Ursula Krechel
WTEDY PRZYSZŁA czarna depresja
znałam ją już, gwizdała
ostatkiem sił bardzo ostro
nie słyszałam ani jednego dźwięku.
Przełożyła kora-kora-kora
DANN KAM die schwarze Depression
ich kannte się schon, sie pfiff
auf dem letzten Loch sehr schrill
ich hörte keinen einzigen Ton
********
Komentarz Kornelii: Krótki, ale wstrząsający wiersz urodzonej w 1947 roku niemieckiej poetki. Przepisałam z tomu: Lied aus dem Nichts. Deutschprachige Lyrik des 21. Jahrhunderts. (Pieśń z nicości.
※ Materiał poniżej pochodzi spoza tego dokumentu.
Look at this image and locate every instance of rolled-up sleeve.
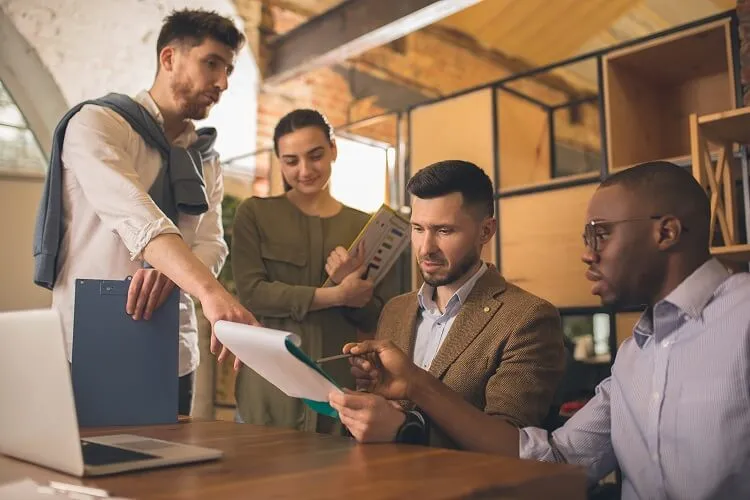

Liryka niemieckojęzyczna XXI wieku.) Ursula Krechel, córka psychologa, wcześnie straciła matkę, może stąd te fale smutku. Utwór opisuje ponowny ostry atak potwornej, czarnej depresji, która paraliżuje, odbiera wolę życia, blokuje zmysły. Pacjentka jest twardą weteranką, depresja musi się mocno wysilać, aby ją powalić, ale jest już bliska swego. Możliwa jest też interpretacja bardziej optymistyczna – chora jest już odporna na depresję, nie słyszy jej gwizdania. Ale nie wydaje mi się, aby takie rozumienie wiersza było słuszne. Mocnych uderzeń depresji, uniemożliwiających wstanie z łóżka, doświadczam bardzo rzadko, cierpię raczej na nieustanną melancholię czy dożywotnią dystymię. Dzisiejsze ostre wiosenne słońce zaostrza ten stan. Cóż mi pozostaje, trzeba cierpieć… Wczoraj jednak nie spożyłam indyjskich przysmaków, wiosna była tak wszechogarniająca, że w porze lunchu mimo przeziębienia powlokłam się do lasu, aby masochistycznie dręczyć się wiosenną atmosferą. I tak nie miałam apetytu. Widać już pąki, a nawet młode roślinki… Przyroda budzi się do życia, w przeciwieństwie do mnie. Mam straszną chrypę, może odeślą mnie do domu, ale spróbuję milczeć.